Mais algumas lembranças de infância

Gosto de escrever sobre minhas lembranças de infância. Tenho o privilégio de ter comido doce de abóbora com coco feito em tacho de cobre. E feito com as abóboras colhidas no sítio de meus avós paternos ou com aquelas plantadas no quintal de minha casa.  Aquele doce, apurado no fogão a lenha, não troco por nenhum doce industrializado – era doce feito com amor e muita dedicação por uma pessoa muito especial para mim: minha mãe.

Desde que me conheci por gente ela fazia doces, uma arte que certamente aprendeu com sua mãe ou como cozinheira que foi no Haras e Fazenda Morro Grande (hoje Ajapí), distrito rural de Rio Claro. Meus avós paternos foram administradores dessa fazenda e depois passaram a morar em um sítio que adquiriram dos irmãos de meu avô, naquele distrito.

Nessa pequena propriedade passei alguma parte de minha infância e as férias escolares de minhas irmãs sempre eram por lá.

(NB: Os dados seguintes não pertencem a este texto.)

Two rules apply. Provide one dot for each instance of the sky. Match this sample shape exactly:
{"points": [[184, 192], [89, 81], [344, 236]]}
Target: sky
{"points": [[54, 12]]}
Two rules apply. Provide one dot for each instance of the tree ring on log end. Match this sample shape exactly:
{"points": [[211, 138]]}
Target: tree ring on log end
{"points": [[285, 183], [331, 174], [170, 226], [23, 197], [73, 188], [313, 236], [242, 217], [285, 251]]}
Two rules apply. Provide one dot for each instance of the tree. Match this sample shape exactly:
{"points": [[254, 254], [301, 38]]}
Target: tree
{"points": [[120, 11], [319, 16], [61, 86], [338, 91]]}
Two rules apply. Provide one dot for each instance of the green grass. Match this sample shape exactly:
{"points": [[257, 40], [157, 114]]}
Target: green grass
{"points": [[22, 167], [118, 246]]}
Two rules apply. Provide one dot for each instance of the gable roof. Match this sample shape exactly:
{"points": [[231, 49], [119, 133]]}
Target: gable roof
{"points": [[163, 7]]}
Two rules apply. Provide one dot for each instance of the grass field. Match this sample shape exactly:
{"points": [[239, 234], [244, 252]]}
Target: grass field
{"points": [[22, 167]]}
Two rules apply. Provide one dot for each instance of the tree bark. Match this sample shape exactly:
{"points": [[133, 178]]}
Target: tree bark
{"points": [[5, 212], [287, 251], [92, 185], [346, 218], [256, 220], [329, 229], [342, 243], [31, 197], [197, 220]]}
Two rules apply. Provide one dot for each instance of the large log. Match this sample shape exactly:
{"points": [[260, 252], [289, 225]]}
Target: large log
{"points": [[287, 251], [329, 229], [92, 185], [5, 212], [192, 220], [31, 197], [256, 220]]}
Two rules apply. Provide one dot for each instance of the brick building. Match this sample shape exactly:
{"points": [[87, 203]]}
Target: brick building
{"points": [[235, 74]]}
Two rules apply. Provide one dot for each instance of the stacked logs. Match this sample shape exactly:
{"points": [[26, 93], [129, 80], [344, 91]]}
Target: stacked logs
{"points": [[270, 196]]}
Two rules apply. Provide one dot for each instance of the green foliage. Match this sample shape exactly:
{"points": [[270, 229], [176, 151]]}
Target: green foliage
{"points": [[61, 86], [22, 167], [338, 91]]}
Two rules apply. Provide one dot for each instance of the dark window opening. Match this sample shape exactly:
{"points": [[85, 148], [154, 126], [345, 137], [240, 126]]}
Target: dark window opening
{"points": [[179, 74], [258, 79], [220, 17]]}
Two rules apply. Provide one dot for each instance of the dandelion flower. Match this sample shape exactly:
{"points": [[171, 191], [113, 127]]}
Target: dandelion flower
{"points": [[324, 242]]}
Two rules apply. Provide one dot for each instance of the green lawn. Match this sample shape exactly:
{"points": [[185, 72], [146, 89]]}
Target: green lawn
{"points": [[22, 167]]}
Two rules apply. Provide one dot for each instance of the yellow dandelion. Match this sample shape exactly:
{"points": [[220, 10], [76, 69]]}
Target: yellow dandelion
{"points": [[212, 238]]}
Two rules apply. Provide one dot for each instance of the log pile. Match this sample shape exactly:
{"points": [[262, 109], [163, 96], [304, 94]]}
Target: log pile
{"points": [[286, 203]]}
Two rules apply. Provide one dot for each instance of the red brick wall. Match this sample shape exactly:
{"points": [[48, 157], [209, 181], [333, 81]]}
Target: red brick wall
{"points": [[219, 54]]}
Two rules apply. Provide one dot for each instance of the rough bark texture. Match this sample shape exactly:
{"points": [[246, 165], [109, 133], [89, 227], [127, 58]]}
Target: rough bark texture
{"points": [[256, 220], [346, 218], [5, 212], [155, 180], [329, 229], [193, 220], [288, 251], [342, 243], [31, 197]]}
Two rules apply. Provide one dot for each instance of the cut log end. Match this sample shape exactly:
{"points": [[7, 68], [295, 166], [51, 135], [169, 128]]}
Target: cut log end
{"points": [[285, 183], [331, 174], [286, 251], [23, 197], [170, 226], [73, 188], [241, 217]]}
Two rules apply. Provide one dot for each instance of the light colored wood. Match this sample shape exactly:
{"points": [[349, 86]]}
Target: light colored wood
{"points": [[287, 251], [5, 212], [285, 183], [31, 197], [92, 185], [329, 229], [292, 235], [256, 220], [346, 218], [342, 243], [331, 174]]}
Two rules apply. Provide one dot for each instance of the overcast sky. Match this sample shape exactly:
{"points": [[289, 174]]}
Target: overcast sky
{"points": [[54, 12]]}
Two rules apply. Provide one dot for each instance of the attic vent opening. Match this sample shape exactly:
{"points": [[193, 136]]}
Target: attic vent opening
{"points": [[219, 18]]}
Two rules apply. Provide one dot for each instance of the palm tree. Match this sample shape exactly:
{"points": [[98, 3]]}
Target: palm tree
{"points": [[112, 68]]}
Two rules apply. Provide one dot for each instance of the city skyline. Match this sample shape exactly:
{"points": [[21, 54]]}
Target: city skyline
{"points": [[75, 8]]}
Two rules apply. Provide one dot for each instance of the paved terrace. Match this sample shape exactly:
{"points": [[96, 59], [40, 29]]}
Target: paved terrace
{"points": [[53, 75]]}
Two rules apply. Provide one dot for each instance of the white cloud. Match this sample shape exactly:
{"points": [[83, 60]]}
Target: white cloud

Para mim, menino de cidade, tudo era uma aventura: dormir sob a luz de lamparina (o interior do nariz ficava preto), tirar água do poço, ver minha avó cozinhar no fogão a lenha, assar pães no forno a brasa (espécie de forno parecido com a casa do pássaro João de Barro), andar a pé do sítio até Ajapí, passear de carroça, ver minha tia Leonor passar roupas no ferro a brasa, meus tios e avô matarem porcos para a subsistência.

No dia 01 de janeiro meus avós realizavam uma Festa para comemorar o novo ano, quando também era comemorado o aniversário de meu avô, Primo Martini.

Na semana que antecedia a comemoração, minha avó fazia tachos de doces, massas caseiras, meus tios e avô matavam leitoas e frangos. Tinha pães assados no forno a brasa. Como não havia energia elétrica, não tinha geladeira. Meu avô encomendava barras enormes de gelo, que eram quebradas e o gelo picado era colocado em tambores para resfriar os refrigerantes, as cervejas ou a serpentina por onde passava o Chope.  Tinha também o vinho de garrafão. Lembro-me que minha avó misturava água e açúcar no vinho e dava pra gente comer com pão! Era tanta fartura de comidas e bebidas que hoje me pergunto como ela, minha mãe e tias davam conta de tantos afazeres. Vinham todos os parentes com seus filhos e os amigos das redondezas. Era muita gente!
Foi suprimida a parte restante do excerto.